第11代因島工場長(昭和27年8月~34年11月)の赤松茂氏による霊前への献句が行なわれている。同氏は、当時東京に住んでいた。行が東京育ちであることに因んで、東京を詠んでいる。

黒塗りの 桜花に映ゆる 乾門
走り行く 後に落花の お濠ばた
落花に浮く 池のボートの 二人かな

ふたりは大阪鉄工所時代の同僚だったのだろう。戦後も何らかの交流がつづいていたに違いない。

夫の要太郎が神戸の造船所に転任するのは、新聞記事だと「大東亜戦争のはじまるころ」ということだから昭和17年初頭のことだろう。まもなく行も夫を追った。

ところでふたりは、いつまで神戸に住んでいたのだろう。懸命な闘病も空しく要太郎が他界するのは昭和21年3月のことである。夫が死んだのは神戸だったのか、あるいは生まれ故郷の椋浦にもどって最期を迎えたのか。そのあたりが分からない。

もし神戸であったのなら苦労したことだろう。神戸は東京や大阪などと同様に激しい空襲にさらされた。昭和20年の終戦までの8カ月間、128回もの爆撃を受け、9千人もの犠牲者が出たと言われている。

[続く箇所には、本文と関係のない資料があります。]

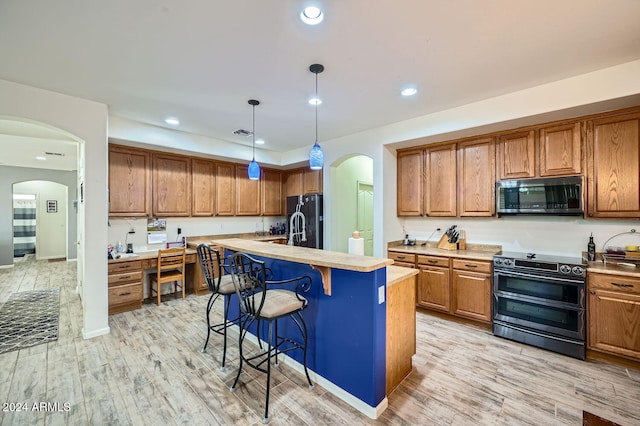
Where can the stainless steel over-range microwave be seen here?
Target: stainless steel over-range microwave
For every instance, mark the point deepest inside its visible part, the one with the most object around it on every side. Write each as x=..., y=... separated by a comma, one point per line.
x=551, y=196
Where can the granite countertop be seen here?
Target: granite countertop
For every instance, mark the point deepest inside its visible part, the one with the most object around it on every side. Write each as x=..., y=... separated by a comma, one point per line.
x=473, y=251
x=398, y=273
x=608, y=268
x=306, y=255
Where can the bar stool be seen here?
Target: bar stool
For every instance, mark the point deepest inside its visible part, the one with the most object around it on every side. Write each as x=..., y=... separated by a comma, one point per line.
x=219, y=285
x=259, y=301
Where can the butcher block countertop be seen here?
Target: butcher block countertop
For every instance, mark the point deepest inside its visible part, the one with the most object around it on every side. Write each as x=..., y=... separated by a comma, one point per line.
x=326, y=258
x=473, y=251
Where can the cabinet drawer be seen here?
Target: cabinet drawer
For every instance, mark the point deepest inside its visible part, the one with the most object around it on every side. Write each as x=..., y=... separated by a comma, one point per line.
x=614, y=282
x=125, y=294
x=401, y=257
x=472, y=265
x=118, y=267
x=125, y=277
x=433, y=261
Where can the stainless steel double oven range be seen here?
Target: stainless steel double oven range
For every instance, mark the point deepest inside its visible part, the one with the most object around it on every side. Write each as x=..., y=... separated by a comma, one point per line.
x=540, y=300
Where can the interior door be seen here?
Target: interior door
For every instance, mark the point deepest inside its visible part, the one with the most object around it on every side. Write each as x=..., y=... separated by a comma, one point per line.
x=365, y=215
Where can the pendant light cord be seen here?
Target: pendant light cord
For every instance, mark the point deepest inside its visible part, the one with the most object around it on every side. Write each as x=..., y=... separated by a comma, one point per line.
x=317, y=102
x=253, y=155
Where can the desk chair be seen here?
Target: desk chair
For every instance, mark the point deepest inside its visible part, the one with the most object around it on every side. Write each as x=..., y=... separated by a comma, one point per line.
x=171, y=264
x=262, y=300
x=219, y=285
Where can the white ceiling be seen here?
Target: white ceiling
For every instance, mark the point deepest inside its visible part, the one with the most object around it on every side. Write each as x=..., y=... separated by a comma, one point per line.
x=202, y=60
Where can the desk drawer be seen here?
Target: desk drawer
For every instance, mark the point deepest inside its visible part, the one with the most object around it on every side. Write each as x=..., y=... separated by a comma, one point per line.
x=401, y=257
x=433, y=261
x=125, y=294
x=117, y=267
x=126, y=277
x=472, y=265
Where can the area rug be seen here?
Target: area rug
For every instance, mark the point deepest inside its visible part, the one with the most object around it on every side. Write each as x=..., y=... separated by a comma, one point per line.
x=29, y=318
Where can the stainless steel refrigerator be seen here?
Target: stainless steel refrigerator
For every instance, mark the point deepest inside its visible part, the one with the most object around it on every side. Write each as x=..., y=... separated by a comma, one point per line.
x=304, y=220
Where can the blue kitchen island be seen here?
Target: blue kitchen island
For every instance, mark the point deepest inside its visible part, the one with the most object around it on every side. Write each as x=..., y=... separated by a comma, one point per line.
x=346, y=317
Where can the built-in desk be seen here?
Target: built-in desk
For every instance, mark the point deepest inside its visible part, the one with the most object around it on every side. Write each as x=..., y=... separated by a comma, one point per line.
x=127, y=278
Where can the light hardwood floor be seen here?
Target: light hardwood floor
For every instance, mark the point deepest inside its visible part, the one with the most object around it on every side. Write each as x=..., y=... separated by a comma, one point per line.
x=150, y=371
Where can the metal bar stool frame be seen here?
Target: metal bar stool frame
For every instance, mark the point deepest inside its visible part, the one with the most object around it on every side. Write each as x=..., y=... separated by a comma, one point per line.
x=255, y=294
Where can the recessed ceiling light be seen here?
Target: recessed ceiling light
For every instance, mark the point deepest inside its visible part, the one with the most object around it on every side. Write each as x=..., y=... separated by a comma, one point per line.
x=311, y=15
x=409, y=91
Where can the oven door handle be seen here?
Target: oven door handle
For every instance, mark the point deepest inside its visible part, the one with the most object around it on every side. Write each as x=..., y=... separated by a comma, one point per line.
x=537, y=277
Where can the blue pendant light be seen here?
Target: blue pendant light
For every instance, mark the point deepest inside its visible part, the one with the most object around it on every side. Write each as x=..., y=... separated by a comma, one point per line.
x=254, y=167
x=316, y=155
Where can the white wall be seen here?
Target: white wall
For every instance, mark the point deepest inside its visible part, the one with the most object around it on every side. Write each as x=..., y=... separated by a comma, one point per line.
x=86, y=121
x=610, y=88
x=51, y=228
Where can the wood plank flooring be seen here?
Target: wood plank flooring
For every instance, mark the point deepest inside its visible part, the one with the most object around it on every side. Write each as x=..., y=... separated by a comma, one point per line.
x=150, y=371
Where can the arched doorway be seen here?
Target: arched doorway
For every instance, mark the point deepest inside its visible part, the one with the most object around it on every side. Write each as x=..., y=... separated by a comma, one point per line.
x=352, y=201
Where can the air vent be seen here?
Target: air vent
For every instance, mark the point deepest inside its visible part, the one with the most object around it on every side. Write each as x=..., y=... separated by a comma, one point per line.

行は昭和17年2月に義父・春太郎を、同20年1月に義母・ミイを失い、そして翌年に夫に旅立たれ、独りになった。明治に生まれ、明治・大正に育った行は、波乱に満ちた戦時の昭和を生き抜き、混乱の戦後に独りで立ち向かうことになったのである。

(青木忠)

大阪鉄工所時代の同僚たちと。中央の和服姿が青木行。